Free, altruistic and innovative.

Communicating a vision

While the Language Transfer format is similar to the one used by the late Michel Thomas, there are several significant differences in the approach.
One difference is that while Michel Thomas recorded his best selling series late in life and sometimes sounds a little grumpy, the LT instructor is full of energy and seemingly endless patience.

The LT approach is to think things through however slowly.

I would describe Mihalis Eleftheriou as an idealist and a language activist. He is Cypriot but speaks English with a slight London accent, interestingly he has what sounds to me like a Buenos Aires/Rio Plato Spanish accent when teaching English to Spanish speakers.

This time there is only one student that you learn along with.

The student is given the meaning of a new word which is used to illustrate the topic eg ending tense etc. The teacher gives a sentence in English and you/the student use the structures that have already been explained to make the equivalent Spanish sentence. You need to pause the recording and think it through. Initially the process is slow but (as promised by Mihalis) speeds up as you continue to use the new language.

As with MT you are encouraged to make educated guesses with vocabulary using cognates from English (and occasionally other languages but never to guess when it comes to the structure (grammar).

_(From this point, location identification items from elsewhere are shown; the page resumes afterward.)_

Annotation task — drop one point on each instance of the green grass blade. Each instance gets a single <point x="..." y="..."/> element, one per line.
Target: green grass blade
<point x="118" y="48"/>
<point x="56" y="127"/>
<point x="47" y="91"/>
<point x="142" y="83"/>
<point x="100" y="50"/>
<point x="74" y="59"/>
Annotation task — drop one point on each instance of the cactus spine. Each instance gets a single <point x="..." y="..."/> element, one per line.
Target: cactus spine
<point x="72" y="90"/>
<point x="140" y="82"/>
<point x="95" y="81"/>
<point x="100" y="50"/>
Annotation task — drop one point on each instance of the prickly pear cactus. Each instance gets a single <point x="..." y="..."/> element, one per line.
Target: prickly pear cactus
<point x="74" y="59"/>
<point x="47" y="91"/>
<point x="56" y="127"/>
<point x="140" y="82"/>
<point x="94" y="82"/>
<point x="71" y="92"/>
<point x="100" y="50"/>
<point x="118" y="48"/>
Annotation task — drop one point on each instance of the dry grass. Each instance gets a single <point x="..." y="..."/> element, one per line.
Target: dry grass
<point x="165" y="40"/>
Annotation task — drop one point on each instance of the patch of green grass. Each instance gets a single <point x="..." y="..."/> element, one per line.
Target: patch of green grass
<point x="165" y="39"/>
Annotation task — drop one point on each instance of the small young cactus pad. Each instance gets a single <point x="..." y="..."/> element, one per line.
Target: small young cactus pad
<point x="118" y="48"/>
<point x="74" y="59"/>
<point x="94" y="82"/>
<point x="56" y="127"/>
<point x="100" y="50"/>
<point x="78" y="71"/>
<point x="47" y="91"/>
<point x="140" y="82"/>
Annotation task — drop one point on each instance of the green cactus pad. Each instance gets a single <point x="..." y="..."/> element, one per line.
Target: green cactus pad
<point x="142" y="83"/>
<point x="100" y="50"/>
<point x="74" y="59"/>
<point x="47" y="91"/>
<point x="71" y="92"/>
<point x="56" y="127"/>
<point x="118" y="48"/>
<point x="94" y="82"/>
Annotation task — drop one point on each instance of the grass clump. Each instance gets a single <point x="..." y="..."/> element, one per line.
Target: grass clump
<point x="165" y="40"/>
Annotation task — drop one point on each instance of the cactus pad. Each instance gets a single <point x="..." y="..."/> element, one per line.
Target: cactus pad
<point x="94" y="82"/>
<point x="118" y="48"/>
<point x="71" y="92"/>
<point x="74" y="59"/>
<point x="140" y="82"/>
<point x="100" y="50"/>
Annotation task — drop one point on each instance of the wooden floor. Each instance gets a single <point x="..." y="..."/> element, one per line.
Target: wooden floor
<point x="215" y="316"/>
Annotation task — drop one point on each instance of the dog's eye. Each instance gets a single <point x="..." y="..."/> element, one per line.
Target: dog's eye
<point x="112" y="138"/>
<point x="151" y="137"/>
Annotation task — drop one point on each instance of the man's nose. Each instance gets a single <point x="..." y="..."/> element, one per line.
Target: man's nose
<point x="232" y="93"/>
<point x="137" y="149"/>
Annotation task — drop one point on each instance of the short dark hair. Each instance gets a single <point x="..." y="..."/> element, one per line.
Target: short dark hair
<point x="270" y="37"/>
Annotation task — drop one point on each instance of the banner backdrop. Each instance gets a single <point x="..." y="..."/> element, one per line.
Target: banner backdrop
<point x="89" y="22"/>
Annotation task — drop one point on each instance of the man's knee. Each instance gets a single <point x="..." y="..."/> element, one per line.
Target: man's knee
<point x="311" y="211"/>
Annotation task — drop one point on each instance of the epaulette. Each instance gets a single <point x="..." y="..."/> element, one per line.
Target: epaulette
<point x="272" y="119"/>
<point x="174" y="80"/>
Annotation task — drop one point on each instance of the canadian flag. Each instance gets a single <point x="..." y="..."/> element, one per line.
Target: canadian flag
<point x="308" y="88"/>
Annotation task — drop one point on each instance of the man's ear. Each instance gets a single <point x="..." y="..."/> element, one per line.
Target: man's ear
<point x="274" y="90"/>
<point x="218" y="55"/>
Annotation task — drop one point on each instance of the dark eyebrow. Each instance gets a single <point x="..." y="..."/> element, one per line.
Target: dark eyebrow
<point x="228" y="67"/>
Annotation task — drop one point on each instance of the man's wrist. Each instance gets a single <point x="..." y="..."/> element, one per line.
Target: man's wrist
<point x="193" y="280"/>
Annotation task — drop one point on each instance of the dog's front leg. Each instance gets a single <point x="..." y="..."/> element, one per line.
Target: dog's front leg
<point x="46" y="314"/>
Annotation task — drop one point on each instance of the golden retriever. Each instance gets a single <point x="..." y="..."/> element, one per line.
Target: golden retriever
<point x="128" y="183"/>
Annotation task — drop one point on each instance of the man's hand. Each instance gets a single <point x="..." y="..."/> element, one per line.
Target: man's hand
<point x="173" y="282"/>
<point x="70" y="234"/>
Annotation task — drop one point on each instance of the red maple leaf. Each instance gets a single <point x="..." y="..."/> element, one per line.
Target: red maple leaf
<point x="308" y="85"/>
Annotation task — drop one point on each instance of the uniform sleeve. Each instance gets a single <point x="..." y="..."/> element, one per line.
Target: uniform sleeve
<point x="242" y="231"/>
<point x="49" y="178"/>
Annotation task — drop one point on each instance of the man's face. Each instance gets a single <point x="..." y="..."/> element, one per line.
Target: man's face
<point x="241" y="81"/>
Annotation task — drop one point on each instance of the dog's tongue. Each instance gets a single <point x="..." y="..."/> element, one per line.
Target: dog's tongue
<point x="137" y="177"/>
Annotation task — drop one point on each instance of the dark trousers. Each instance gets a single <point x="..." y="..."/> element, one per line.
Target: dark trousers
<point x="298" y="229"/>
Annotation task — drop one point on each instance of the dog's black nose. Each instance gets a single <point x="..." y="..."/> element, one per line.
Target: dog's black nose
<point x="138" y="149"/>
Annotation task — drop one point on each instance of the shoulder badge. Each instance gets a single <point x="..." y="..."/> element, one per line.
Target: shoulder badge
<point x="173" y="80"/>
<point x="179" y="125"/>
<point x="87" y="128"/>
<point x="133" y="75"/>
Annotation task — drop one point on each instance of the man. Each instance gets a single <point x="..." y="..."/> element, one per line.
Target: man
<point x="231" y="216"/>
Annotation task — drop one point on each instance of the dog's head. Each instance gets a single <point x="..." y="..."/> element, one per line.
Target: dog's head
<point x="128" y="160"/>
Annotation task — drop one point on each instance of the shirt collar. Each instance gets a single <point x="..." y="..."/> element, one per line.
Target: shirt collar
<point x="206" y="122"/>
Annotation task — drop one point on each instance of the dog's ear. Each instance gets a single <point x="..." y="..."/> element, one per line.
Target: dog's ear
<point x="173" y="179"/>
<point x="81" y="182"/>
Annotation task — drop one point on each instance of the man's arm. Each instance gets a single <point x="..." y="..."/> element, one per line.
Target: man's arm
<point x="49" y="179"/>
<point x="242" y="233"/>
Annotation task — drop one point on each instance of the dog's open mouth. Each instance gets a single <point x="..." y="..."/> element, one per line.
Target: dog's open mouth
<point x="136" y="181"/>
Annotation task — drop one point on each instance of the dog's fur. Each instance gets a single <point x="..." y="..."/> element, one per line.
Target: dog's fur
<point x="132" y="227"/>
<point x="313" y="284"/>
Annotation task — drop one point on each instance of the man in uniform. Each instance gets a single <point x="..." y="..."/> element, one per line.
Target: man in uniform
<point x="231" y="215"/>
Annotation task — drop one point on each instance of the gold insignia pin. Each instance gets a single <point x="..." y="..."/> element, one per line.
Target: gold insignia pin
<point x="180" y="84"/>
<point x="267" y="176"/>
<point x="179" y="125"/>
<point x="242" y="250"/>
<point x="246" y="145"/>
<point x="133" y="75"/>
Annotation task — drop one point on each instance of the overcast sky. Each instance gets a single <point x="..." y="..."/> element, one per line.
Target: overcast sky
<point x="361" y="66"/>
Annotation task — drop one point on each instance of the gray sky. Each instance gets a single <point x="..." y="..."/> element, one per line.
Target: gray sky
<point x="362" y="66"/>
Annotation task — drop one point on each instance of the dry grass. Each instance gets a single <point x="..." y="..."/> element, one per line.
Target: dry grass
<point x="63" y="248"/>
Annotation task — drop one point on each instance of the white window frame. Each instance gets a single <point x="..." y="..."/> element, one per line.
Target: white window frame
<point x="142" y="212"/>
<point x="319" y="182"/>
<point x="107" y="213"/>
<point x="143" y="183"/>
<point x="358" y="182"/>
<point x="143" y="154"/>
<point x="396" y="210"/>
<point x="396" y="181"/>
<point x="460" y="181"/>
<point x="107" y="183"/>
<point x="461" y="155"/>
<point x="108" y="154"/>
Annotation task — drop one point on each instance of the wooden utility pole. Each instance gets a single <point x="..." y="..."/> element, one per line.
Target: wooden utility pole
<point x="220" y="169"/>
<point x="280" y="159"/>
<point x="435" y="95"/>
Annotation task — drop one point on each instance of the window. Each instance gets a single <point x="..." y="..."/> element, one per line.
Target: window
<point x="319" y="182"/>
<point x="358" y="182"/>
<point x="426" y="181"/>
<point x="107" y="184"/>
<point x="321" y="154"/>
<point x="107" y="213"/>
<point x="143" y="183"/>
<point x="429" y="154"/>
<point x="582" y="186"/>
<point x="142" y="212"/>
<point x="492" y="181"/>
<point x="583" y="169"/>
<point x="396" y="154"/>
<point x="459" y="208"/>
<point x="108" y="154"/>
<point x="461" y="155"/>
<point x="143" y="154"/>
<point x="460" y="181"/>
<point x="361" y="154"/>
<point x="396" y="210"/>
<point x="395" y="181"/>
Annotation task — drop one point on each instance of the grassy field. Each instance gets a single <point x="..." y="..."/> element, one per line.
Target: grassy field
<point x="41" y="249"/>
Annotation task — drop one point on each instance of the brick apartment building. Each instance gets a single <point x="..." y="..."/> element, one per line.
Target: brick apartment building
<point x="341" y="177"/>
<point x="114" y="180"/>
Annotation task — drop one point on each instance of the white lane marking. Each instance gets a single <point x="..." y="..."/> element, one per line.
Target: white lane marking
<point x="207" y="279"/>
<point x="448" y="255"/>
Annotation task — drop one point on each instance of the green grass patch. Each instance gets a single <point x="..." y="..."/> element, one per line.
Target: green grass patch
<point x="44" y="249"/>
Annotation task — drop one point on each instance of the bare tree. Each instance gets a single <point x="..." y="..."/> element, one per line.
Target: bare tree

The course starts at the very beginning and in 90 lessons goes through pretty much all of the tenses including imperfect subjunctive!

Mihalis keeps saying that you should not try to remember things but of course you do have to remember lots of things eg you have to remember to take the third person plural of the pretirito indefinido as the stem for the imperfect subjunctive and you do have to remember the endings to add. The idea is however to try to think things through rather than work by rote.

As with MT again Mihalis doesn’t like using grammatical terms which can actually result in a little lost clarity. By avoiding talking of the infinitive (the ‘whole’ form found in a dictionary), instead referring exclusively to the ‘to form’ of the verb, it can be slightly unhelpful to those that already know some Spanish and are aware of the ‘Tu’ form. Funnily enough Mihalis is however happy to use the word ‘prepositions’ which imho is no more obvious in meaning.

It’s not a big deal and otherwise the whole course is a brilliant example of structured thinking and has clearly been made with love and attention to detail.

Spread the word this fella is trying to make the world a better place, one well conjugated verb at a time . With a bit of publicity and support we could be looking at a future peace prize laureate!

In the beginning Language Transfer seemed to be basically just be Mihalis doing everything ‘Chief cook and bottle washer’ now it looks like he wants to take more of a backseat and let others take the project further.
There are already courses in Greek, Arabic and even Swahili. At time of writing (August 2017)

After doing the whole of the Spanish course I feel guilty that I can’t remember Mihalis’ name but get the impression it wouldn’t bother him unduly.